I used to race homers back in the 90's. I was explaining to my kids how I used to race with the Thibodaux club and now they want to try it. I have Swiss Mondaine now. The club I used to be in shut down so I lost contact with anyone that used to breed. My carpenter will be finished the loft this weekend. I still have my old wind wooden clock. I am looking for a breeder in south Louisiana to pick up a few pairs and show my kids some elses loft. Any breeders her in south Louisian. I live in Galliano La 70354


----------



## klondike goldie (Apr 20, 2009)

http://www.speedpigeon.com/state_louisiana.htm


----------



## pogoforeman (Jan 10, 2012)

Thank you, The club in larose is the same club that was thibodaux's club it is now closed down but I will contact New Iberia


----------



## sport14692 (Jan 3, 2011)

I live in South Louisiana, oh yeah, you already know that because we swapped pigeons. lol.
Whats up? How are the birds?


----------



## Lavender Hill Lofts (Dec 1, 2011)

Welcome back!

Give the AU a call 405-848-5801 and tell them where you live and someone from the national office will give you the name and contact information to the nearest club.

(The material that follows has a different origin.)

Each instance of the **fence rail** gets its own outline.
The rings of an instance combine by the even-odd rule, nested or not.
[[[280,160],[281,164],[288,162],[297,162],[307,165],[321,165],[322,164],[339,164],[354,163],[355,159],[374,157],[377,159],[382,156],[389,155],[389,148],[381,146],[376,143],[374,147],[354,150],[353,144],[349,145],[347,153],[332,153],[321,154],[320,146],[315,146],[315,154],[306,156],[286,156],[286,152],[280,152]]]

You can also go to the AU’s band listing and see if you can identify a club or person closest to you as well. http://www.pigeon.org/bandlistings.php


----------



## mill pigeon (Apr 2, 2008)

i fly with the lafayette club new iberia shut down and joined with us 
send me a pm and i'll see what i can get you


----------



## Chocolate Head (May 18, 2009)

*South Louisiana*

I'm in south Louisiana. The club closest to you is probably going to be Bayou. They ship from Raceland and fly with the Greater New Orleans Combine. Dean Ledet and Sunny Hock are two officers of the club. Send me a PM if you are interested and I'll get you some phone numbers. I'm sitting out for a while, but will gladly breed you some yb's, give you some breeders, and can get some others to do the same. Just drop me a line.


----------